Fabien Cousteau comes from a family of deep-sea adventurers. He is the son of ocean explorer and filmmaker Jean-Michel Cousteau and the grandson of the famed ocean scientist and photographer Jacques-Yves Cousteau. Now Fabien Cousteau wants to have his family’s biggest adventure yet, creating a permanent underwater ocean research station where scientists could live and work for extended periods of time. The research station called Proteus, would be the largest in the world and sit on the ocean floor off the coast of Curacao in the southern Caribbean Sea. With co-founder Yves Béhar, Cousteau envisions a facility that would operate like the International Space Station, CNN News reports, with scientists and researchers from around the world collaborating and sharing information. Cousteau notes that there is still much to be learned about the world’s oceans. Though they cover 71 percent of the world's surface, humans have only explored about 5 percent and mapped less than 20 percent, according to the National Oceanic and Atmospheric Administration (NOAA). Oceans play a huge role in people’s lives. They provide food, transportation, materials for medicine and places to have fun with family or friends. With the newspaper or Internet, find examples of ways that oceans provide benefits to people. Use what you find to brainstorm a short video highlighting the benefits of oceans. Remember that some benefits may be indirect, not direct.

Common Core State Standards: Writing narratives to develop real or imagined experiences or events; integrating information presented in different media or formats to develop a coherent understanding of a topic.

5. Island Opens Up

With white beaches, tidal inlets and dozens of ponds, the Cape Cod region in the state of Massachusetts is one of the most popular vacation spots on America’s East Coast. And now Cape Cod has gotten a new public attraction. For the first time in more than 300 years a privately owned island on the Cape’s eastern edge has become open to the public. Sipson Island, which is located near the “elbow” of Cape Cod on the Atlantic Ocean, has been purchased by a non-profit land trust and opened up for public recreation.
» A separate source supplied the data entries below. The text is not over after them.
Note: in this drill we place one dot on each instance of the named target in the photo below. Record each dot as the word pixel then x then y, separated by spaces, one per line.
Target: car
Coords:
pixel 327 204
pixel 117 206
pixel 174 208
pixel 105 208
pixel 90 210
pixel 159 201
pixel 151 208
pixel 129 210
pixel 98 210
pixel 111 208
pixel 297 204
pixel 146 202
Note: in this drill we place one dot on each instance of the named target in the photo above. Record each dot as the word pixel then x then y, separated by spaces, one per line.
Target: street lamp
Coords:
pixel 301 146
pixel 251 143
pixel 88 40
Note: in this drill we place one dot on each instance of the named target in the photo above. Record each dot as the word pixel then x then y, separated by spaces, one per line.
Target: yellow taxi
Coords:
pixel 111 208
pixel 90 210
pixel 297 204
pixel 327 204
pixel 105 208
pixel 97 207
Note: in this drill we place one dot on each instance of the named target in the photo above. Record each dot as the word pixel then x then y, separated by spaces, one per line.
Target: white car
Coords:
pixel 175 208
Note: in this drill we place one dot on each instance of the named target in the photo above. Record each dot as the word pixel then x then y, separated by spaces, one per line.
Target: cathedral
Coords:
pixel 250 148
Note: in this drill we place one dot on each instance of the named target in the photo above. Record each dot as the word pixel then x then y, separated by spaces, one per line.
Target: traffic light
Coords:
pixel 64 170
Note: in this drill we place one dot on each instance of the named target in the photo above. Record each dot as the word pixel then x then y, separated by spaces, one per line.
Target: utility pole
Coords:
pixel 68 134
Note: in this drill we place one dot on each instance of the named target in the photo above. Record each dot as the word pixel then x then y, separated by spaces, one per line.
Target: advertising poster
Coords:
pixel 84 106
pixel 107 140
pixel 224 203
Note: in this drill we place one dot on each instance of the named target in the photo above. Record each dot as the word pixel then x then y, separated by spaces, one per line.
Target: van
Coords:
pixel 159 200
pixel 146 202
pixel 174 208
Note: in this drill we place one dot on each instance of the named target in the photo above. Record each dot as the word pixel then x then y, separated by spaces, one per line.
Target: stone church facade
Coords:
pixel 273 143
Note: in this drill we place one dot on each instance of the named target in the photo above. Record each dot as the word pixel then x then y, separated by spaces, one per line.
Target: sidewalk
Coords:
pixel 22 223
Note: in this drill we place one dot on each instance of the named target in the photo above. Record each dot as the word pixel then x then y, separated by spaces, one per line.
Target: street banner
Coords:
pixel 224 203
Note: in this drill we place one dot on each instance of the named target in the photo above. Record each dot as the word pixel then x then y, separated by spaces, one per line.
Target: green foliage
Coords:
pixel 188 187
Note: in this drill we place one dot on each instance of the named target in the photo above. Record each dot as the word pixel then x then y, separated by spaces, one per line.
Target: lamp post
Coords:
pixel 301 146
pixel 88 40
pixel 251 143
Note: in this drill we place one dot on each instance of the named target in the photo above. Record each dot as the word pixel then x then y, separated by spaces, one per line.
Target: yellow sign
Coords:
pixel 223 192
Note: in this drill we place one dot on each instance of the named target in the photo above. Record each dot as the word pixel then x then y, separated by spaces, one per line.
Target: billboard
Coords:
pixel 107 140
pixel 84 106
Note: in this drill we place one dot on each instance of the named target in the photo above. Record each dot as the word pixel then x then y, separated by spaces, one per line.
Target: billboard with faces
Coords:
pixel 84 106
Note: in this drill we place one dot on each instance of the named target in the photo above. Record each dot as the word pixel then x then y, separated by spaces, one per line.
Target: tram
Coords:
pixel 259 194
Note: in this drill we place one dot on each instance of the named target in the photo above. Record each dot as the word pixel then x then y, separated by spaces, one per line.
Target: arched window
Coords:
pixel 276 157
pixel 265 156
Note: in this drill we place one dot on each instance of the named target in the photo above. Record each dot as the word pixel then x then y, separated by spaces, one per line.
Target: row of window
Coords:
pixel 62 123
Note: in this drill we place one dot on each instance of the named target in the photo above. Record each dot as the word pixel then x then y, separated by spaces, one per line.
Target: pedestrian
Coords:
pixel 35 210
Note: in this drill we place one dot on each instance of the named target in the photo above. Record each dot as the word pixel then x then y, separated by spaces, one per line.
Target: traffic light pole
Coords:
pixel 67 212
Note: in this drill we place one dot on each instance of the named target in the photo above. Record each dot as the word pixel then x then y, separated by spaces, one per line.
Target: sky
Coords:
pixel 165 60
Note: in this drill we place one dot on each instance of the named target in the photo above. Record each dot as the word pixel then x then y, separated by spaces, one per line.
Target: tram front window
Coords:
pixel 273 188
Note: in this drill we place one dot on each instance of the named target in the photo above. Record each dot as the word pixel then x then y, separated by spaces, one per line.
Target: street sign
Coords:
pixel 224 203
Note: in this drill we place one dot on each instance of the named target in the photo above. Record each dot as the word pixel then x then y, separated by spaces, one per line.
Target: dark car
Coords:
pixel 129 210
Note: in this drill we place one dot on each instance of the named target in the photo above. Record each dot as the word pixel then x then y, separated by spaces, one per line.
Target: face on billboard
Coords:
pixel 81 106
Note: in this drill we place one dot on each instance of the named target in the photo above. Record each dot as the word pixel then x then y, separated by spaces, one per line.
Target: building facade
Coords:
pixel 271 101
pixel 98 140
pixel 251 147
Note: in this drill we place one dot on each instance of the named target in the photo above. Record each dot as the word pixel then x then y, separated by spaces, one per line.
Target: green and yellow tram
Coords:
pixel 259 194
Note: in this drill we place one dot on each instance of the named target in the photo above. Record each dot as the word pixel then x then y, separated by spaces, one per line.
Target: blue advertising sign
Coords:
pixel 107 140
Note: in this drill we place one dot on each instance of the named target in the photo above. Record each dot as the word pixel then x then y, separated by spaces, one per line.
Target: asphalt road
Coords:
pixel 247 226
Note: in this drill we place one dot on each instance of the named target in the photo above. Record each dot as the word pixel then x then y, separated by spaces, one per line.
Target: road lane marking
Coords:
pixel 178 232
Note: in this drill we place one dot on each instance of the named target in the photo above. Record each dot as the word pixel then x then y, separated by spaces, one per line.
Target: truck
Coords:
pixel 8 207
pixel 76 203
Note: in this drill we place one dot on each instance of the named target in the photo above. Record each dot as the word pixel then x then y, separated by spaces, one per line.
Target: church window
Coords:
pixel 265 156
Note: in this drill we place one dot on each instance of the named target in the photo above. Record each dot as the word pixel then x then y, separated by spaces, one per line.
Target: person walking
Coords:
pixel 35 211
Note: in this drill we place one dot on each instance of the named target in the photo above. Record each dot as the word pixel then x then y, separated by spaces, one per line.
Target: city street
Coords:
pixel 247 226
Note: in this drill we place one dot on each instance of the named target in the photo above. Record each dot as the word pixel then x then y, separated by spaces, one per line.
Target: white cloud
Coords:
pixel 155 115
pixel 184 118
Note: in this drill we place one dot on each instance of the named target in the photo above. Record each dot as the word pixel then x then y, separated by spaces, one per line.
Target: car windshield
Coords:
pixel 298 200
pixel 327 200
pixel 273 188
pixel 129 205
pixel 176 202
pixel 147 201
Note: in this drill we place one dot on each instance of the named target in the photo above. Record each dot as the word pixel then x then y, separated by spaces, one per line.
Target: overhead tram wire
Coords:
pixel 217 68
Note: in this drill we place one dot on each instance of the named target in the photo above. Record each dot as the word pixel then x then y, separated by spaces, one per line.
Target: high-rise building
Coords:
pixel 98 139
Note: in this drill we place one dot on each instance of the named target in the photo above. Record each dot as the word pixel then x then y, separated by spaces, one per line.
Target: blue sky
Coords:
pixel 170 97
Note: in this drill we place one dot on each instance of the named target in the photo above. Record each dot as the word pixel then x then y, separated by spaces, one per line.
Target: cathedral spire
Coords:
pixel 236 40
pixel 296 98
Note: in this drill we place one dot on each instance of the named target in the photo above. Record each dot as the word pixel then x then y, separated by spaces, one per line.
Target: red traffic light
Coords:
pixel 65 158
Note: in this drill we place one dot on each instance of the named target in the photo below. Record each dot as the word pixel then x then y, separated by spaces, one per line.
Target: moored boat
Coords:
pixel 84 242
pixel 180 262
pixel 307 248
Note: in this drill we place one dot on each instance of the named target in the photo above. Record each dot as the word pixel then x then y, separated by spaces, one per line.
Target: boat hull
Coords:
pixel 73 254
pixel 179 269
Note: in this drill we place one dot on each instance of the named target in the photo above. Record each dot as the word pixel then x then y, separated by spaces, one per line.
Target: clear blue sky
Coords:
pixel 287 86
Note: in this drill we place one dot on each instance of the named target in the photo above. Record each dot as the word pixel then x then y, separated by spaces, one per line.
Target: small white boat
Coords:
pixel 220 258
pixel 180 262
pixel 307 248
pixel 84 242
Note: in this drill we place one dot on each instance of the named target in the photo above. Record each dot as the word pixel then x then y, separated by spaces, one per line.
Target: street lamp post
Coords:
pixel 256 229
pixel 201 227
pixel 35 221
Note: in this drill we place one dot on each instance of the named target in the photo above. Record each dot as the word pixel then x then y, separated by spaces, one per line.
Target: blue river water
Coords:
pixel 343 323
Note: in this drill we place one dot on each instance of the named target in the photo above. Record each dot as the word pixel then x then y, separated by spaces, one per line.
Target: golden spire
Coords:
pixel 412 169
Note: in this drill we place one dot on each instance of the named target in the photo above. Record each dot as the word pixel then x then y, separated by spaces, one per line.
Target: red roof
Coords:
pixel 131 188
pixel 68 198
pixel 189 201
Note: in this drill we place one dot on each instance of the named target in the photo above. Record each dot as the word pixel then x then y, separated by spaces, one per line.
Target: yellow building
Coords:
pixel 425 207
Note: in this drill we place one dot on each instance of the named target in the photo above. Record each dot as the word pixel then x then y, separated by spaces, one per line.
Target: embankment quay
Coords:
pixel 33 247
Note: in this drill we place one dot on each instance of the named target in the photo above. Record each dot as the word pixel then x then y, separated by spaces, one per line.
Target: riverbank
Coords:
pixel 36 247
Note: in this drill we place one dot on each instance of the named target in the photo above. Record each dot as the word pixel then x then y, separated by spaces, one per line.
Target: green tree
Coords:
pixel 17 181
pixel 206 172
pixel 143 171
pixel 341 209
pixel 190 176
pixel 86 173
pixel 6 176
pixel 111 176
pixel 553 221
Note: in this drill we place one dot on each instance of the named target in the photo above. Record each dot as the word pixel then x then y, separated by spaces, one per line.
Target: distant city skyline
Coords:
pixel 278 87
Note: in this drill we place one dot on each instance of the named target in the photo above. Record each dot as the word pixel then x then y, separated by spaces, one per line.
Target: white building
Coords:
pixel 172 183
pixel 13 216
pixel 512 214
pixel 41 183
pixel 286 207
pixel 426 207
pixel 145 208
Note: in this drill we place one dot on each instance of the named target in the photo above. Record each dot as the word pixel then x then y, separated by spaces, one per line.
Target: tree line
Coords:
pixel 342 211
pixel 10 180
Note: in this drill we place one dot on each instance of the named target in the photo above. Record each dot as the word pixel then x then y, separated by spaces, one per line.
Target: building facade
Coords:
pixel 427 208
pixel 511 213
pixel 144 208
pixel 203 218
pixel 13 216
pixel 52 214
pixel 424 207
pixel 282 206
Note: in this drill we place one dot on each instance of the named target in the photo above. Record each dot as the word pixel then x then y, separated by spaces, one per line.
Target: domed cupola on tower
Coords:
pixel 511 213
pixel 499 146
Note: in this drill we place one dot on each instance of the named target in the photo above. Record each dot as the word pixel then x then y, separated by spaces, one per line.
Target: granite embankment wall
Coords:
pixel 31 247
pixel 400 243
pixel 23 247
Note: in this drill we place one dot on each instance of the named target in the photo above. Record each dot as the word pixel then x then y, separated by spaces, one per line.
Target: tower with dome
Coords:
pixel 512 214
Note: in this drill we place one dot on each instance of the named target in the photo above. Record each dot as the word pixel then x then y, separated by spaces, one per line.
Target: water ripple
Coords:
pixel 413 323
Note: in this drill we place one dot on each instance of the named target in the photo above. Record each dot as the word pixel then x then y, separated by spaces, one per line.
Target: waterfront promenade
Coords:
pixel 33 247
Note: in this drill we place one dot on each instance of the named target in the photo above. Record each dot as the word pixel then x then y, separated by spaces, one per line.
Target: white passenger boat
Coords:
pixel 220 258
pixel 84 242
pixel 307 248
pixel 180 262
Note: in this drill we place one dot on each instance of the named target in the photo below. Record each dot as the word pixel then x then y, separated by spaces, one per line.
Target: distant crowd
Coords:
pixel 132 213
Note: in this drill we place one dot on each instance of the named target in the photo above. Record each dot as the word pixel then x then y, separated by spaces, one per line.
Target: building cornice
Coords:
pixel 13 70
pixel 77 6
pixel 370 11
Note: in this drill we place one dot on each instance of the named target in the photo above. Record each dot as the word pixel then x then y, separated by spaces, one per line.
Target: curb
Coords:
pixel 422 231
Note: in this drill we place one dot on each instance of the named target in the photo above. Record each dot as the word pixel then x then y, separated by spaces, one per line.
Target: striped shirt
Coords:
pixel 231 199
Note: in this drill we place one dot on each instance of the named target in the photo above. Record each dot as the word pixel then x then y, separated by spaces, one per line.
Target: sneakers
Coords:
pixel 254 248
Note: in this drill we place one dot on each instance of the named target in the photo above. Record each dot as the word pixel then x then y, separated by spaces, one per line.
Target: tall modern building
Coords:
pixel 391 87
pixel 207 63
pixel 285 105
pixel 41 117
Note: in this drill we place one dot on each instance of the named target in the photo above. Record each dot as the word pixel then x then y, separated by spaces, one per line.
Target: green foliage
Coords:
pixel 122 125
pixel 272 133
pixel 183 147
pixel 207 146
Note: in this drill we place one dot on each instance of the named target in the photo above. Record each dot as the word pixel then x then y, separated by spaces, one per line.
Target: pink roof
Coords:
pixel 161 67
The island has been privately owned since 1711, when local Native Americans sold it to white settlers. The Sipson Island Trust group plans to restore its natural areas, create education programs that acknowledge Native American history and promote recreation opportunities. Many states, communities and even the national government take steps to preserve natural areas so that people can enjoy them. In the newspaper or online, find and closely read stories about one or more of these efforts. Use what you read to write an editorial for the newspaper telling why such efforts are important and what benefits people will get from them now and in the future.

Common Core State Standards: Producing clear and coherent writing in which the development, organization and style are appropriate to the task; citing specific textual evidence when writing or speaking to support conclusions.